Here's how to decide if you should use a traditional, boring transactional database or go with a spiffy new NoSQL system:
If you lose that data, someone sues.
In particular, someone sues you.
... or something waaaaaay more interesting happens like you fail an audit, you lose accreditation, you lose customers due to lost data, your company goes down under customer service issues, you know, that sort of thing.
Yeah, you're right, JOINs suck and JOINs are slow and writing to databases in an assured and atomic manner is much slower than caching data in RAM until the system can batch write to disk at some later date but hey, you know what's really super fast and doesn't do JOINs and doesn't ever have to write to disk? Piping customer data to /dev/null. That's damn fast and a web app using that has a data store is going to have fabulous response times! It will never row or table lock. Oh, it will it scale! Cheaply! And it is every bit as good and reliable as if you are storing customer data in RAM and it takes some sort of weird blip.
Contrary to many breathless tech blogs and most of twitter, regular boring old transaction databases powered with SQL92 are going nowhere. ACID (atomicity, consistency, isolation, durability) guarantees algorithmically that the set of operations going into and out of a database are consistent and reliable. Following ACID, what goes there, gets there, and what comes out of there is what you expect. Yay for data!

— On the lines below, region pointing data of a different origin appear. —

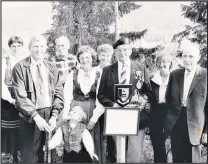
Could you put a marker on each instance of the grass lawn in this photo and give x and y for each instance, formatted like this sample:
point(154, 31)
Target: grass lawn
point(147, 153)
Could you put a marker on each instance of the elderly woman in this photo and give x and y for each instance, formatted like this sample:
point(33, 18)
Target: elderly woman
point(80, 90)
point(159, 84)
point(10, 115)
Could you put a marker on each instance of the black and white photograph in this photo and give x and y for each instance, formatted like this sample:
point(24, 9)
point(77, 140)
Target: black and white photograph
point(104, 81)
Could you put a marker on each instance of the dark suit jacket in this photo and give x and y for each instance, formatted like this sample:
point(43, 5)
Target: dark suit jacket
point(196, 103)
point(25, 92)
point(110, 77)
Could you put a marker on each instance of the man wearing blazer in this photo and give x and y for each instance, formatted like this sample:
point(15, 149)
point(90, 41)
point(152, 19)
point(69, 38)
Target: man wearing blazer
point(124, 72)
point(39, 99)
point(186, 97)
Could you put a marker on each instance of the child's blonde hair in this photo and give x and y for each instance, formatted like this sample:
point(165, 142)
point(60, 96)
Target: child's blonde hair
point(81, 112)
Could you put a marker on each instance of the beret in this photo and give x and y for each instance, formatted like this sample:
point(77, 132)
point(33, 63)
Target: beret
point(119, 42)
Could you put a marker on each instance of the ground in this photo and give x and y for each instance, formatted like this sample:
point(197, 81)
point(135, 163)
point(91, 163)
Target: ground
point(147, 153)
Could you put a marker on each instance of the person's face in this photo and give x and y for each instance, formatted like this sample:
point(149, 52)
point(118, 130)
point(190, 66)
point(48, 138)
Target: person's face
point(85, 60)
point(105, 58)
point(15, 48)
point(38, 49)
point(62, 47)
point(164, 66)
point(74, 114)
point(123, 53)
point(190, 60)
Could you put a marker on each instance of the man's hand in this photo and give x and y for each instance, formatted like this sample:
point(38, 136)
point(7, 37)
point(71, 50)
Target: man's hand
point(115, 105)
point(90, 125)
point(93, 155)
point(42, 124)
point(204, 139)
point(52, 122)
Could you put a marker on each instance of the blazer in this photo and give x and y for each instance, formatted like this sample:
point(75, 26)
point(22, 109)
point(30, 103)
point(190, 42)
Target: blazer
point(25, 90)
point(196, 103)
point(110, 77)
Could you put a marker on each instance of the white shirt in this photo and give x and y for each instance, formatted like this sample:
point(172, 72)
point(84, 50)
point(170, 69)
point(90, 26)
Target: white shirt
point(45, 71)
point(128, 71)
point(162, 86)
point(85, 86)
point(188, 78)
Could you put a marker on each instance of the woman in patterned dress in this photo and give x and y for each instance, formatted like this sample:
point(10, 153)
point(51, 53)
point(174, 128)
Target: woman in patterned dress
point(81, 90)
point(10, 115)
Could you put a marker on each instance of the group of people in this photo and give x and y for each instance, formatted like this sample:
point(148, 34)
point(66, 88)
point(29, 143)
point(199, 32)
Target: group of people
point(66, 95)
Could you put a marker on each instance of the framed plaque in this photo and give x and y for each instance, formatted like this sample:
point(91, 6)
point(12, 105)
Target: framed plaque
point(121, 121)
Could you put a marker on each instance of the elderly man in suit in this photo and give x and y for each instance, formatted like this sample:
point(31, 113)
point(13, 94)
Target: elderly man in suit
point(39, 99)
point(124, 72)
point(186, 97)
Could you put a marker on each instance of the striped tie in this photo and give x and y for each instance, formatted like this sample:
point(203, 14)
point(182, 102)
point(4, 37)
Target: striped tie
point(123, 75)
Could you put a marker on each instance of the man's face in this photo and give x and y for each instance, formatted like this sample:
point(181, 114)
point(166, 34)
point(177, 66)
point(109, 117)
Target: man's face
point(62, 47)
point(38, 49)
point(105, 58)
point(123, 53)
point(190, 60)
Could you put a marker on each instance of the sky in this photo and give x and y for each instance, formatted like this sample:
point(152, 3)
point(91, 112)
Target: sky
point(162, 19)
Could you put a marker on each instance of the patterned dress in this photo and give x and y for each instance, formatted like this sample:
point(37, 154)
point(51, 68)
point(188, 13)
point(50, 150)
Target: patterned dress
point(88, 103)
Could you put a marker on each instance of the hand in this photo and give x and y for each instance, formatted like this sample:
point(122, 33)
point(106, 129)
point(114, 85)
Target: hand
point(42, 124)
point(93, 155)
point(51, 145)
point(90, 125)
point(204, 139)
point(52, 122)
point(116, 105)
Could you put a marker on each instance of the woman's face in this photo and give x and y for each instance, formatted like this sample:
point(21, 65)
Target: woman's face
point(85, 60)
point(15, 48)
point(164, 66)
point(105, 58)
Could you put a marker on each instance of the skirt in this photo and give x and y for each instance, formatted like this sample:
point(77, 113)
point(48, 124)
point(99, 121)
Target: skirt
point(89, 106)
point(9, 128)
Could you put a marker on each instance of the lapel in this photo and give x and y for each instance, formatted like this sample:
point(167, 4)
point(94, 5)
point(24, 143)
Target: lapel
point(195, 80)
point(115, 73)
point(181, 82)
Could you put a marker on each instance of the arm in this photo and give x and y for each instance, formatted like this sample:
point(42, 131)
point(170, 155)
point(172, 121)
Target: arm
point(24, 104)
point(68, 92)
point(56, 139)
point(103, 99)
point(5, 92)
point(88, 141)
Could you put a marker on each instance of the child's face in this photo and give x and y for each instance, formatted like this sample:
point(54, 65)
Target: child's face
point(75, 115)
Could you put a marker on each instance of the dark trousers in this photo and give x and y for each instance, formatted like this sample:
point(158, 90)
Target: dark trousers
point(32, 139)
point(74, 157)
point(180, 143)
point(156, 133)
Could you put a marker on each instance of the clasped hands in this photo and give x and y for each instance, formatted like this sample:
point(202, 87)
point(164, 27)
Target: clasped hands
point(43, 125)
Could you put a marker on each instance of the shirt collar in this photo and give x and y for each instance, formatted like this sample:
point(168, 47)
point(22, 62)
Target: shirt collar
point(158, 79)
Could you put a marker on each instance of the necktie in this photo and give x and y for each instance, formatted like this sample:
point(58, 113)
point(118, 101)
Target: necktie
point(40, 89)
point(123, 75)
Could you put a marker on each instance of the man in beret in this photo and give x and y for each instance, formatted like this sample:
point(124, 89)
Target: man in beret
point(124, 72)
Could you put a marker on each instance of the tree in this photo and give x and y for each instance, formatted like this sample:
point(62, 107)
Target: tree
point(196, 12)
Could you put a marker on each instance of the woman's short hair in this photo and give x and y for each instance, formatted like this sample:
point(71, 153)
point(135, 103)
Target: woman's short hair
point(87, 49)
point(37, 38)
point(106, 48)
point(163, 58)
point(15, 39)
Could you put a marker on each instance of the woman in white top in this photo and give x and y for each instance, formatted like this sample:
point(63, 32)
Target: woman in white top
point(159, 84)
point(10, 115)
point(81, 90)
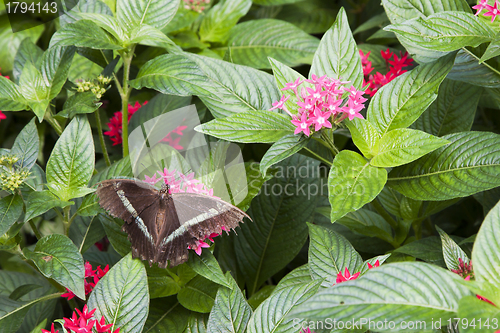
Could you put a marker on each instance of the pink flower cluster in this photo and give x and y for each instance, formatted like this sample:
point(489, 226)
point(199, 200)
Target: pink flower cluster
point(115, 123)
point(2, 115)
point(196, 5)
point(180, 183)
point(492, 11)
point(91, 279)
point(83, 323)
point(394, 67)
point(322, 104)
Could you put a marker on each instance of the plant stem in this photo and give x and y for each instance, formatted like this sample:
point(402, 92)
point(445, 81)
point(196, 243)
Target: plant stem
point(125, 94)
point(101, 137)
point(67, 220)
point(50, 119)
point(318, 156)
point(38, 235)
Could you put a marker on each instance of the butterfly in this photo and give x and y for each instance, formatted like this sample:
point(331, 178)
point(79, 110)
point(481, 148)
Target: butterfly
point(162, 225)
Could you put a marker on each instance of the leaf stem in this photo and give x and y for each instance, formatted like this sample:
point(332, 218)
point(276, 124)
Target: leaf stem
point(67, 220)
point(479, 59)
point(52, 121)
point(38, 235)
point(125, 94)
point(101, 137)
point(318, 156)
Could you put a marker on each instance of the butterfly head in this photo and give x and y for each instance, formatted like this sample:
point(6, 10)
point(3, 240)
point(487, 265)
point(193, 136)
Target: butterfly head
point(165, 190)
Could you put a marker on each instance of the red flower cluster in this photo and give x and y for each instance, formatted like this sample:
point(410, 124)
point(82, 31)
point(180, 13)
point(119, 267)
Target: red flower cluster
point(323, 103)
point(492, 11)
point(394, 67)
point(196, 5)
point(2, 115)
point(347, 276)
point(115, 123)
point(93, 275)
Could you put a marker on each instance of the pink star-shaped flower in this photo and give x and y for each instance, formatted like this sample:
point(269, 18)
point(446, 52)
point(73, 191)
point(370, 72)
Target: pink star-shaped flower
point(352, 110)
point(346, 277)
point(316, 95)
point(493, 11)
point(320, 119)
point(483, 4)
point(302, 124)
point(317, 80)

There's a time and a place to be exciting and bleeding edge, and there's a time and a place to be conservative. Personally identifiable information is an awesome time to be old and stodgy and boring. Financial data is when we reach to the most reliable platform there is. There's stuff we want to ensure get written every time. There's a time for boringness.

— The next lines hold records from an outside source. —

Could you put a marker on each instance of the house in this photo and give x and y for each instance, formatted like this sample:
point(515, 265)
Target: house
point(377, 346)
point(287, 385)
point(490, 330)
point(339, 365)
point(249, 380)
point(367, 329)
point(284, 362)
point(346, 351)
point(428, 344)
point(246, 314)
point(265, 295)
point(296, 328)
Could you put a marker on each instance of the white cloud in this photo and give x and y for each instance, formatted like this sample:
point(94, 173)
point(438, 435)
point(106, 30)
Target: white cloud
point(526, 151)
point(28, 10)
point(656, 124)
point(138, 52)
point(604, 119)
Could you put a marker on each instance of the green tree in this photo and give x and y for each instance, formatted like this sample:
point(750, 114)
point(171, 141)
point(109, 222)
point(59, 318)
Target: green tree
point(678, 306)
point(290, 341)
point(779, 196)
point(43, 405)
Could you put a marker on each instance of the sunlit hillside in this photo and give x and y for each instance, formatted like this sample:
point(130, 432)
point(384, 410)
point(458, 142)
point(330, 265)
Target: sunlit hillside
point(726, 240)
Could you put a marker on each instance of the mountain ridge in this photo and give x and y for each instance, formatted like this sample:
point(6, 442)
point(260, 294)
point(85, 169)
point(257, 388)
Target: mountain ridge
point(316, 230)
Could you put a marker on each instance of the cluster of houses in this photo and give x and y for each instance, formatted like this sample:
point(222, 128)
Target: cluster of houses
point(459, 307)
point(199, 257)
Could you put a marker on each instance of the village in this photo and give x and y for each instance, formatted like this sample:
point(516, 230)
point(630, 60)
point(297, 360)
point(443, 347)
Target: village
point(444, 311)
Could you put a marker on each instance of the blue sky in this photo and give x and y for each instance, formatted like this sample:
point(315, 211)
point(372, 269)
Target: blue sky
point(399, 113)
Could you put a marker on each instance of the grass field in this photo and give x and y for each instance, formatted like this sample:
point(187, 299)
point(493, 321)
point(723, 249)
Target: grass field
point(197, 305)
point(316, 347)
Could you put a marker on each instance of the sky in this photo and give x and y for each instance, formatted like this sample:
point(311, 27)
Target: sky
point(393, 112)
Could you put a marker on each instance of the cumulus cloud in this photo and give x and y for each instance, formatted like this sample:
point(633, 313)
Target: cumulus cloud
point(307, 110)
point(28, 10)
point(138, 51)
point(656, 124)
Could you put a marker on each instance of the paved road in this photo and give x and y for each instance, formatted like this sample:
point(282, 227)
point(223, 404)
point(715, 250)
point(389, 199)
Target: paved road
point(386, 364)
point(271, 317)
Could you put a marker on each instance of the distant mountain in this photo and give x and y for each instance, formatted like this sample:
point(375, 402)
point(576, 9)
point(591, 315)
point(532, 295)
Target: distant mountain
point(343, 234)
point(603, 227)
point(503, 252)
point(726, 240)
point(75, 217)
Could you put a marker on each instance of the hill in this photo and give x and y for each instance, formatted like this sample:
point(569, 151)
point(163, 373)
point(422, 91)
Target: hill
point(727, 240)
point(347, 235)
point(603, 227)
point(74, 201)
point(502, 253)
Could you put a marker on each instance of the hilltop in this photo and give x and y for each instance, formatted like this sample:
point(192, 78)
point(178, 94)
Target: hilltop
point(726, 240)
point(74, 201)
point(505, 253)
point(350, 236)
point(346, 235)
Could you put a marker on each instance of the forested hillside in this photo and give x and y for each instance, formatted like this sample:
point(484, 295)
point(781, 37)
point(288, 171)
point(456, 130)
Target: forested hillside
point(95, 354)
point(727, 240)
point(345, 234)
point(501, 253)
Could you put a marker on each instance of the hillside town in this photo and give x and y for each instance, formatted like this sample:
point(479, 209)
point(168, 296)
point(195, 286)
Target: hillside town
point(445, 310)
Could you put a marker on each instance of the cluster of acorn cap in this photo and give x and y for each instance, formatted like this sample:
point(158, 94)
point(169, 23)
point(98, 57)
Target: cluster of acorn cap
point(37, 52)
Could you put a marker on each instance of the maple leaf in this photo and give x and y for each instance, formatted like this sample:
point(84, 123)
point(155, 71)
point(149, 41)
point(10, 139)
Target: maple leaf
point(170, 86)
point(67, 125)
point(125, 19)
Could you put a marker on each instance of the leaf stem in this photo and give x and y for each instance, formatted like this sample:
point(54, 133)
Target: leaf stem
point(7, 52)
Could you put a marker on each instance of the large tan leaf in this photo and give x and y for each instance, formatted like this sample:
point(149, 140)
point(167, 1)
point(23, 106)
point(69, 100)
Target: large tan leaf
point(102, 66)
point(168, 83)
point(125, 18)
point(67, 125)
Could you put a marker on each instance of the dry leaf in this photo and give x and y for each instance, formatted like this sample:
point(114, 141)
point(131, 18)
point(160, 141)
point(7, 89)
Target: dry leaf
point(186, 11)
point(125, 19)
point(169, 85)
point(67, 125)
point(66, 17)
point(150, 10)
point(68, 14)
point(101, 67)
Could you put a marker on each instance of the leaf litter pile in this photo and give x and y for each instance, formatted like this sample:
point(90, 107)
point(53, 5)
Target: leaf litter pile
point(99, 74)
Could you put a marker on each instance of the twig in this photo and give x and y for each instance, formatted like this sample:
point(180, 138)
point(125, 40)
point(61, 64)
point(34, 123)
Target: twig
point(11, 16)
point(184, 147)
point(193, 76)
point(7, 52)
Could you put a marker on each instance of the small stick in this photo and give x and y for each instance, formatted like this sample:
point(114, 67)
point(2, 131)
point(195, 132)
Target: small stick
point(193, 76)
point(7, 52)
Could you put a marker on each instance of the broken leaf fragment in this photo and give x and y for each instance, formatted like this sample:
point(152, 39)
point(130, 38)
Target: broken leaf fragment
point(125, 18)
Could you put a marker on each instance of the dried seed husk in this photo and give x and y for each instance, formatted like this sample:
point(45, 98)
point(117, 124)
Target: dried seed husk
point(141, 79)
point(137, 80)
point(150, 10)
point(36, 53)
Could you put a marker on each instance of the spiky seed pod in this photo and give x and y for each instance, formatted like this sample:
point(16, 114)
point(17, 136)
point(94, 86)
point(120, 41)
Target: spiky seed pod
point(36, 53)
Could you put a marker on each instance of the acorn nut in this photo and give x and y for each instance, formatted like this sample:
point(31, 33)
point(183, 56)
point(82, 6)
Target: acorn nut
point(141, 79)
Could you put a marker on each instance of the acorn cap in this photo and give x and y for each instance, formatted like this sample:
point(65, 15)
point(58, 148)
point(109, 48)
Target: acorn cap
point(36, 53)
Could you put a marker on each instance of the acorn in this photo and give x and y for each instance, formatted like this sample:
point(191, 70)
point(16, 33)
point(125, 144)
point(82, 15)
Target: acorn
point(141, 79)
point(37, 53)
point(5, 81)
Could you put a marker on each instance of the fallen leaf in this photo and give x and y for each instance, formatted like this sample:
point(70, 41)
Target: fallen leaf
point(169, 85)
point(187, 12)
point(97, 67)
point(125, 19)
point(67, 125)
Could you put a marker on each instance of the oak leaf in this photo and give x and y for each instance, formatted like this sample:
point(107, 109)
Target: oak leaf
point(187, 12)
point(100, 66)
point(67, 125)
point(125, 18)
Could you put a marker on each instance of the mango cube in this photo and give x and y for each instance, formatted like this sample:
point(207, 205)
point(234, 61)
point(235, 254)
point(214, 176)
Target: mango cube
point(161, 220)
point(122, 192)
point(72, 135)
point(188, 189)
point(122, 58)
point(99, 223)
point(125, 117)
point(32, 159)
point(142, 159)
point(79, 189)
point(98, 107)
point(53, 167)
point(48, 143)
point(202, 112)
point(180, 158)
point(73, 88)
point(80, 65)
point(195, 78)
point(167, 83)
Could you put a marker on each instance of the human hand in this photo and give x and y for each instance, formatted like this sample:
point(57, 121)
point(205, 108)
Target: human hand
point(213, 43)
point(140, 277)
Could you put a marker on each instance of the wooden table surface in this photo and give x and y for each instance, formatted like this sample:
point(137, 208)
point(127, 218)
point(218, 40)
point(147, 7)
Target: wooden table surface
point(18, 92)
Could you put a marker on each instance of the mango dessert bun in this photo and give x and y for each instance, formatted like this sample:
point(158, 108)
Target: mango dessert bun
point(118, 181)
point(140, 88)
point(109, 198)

And yeah, old boring ACID transactional databases do scale. It takes work and planning. It means understanding the database's strengths and weaknesses and digging into the engine of choice. Facebook does it. So does Youtube.

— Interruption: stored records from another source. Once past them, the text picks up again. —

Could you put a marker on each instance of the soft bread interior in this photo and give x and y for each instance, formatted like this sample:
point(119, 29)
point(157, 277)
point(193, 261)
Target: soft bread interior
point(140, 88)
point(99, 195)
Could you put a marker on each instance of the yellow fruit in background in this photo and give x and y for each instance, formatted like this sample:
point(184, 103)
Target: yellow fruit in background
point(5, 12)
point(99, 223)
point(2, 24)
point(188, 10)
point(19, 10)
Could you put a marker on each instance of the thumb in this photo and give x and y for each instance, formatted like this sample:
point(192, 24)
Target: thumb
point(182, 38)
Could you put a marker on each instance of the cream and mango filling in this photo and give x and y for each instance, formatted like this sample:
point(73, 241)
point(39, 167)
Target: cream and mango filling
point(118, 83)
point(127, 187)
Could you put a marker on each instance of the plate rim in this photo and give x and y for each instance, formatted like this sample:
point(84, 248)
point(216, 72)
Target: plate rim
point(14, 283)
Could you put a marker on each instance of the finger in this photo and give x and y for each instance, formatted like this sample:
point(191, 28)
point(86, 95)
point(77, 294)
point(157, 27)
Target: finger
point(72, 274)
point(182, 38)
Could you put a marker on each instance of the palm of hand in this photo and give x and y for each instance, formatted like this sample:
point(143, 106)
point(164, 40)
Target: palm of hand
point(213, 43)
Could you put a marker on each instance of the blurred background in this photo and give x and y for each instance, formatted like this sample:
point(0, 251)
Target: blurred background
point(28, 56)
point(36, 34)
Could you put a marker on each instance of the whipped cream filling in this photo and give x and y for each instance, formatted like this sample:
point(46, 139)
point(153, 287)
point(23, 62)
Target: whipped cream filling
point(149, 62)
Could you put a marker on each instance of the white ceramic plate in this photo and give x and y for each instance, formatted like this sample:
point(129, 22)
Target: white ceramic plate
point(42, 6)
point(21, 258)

I think NoSQL databases are neat -- I'm a huge Cassandra fan and a Solr/Lucene fan* -- and they have massively important use cases. But like a TSQL database, it's important to understand the tool and know when it is okay to lose data in a massively distributed system and when it is not.
And guess what? The number of use cases for NoSQL is small -- growing but still small. There are "you will not be sued if you lose a machine's worth of cached RAM" sets of data. However, the use case for TSQL is "any time you have data of any sort." So let's start there and work through the massive scaling issues as they arise on a case by case basis.
For Project Butterfly's data, we will put it in a nice transactional database where the customer data will, at the least, get written to disk at the time of INSERT and we won't lose any customers on the floor.
Anyway, I didn't invent the "send your data to /dev/null" thing. It came from this spiffy video. It's just every time I read another YAAAAAAAAAAAAY NOSQL blog post I think about it and laugh.
- I have already invoked MongoDB once. If I was going to build a cloud based analytics engine on non-uniform data, I'd probably use Cassandra instead of Hadoop/Flume/Accumulo but if I was building something smaller like a pure web log analytics engine, then Mongo might be the right tool.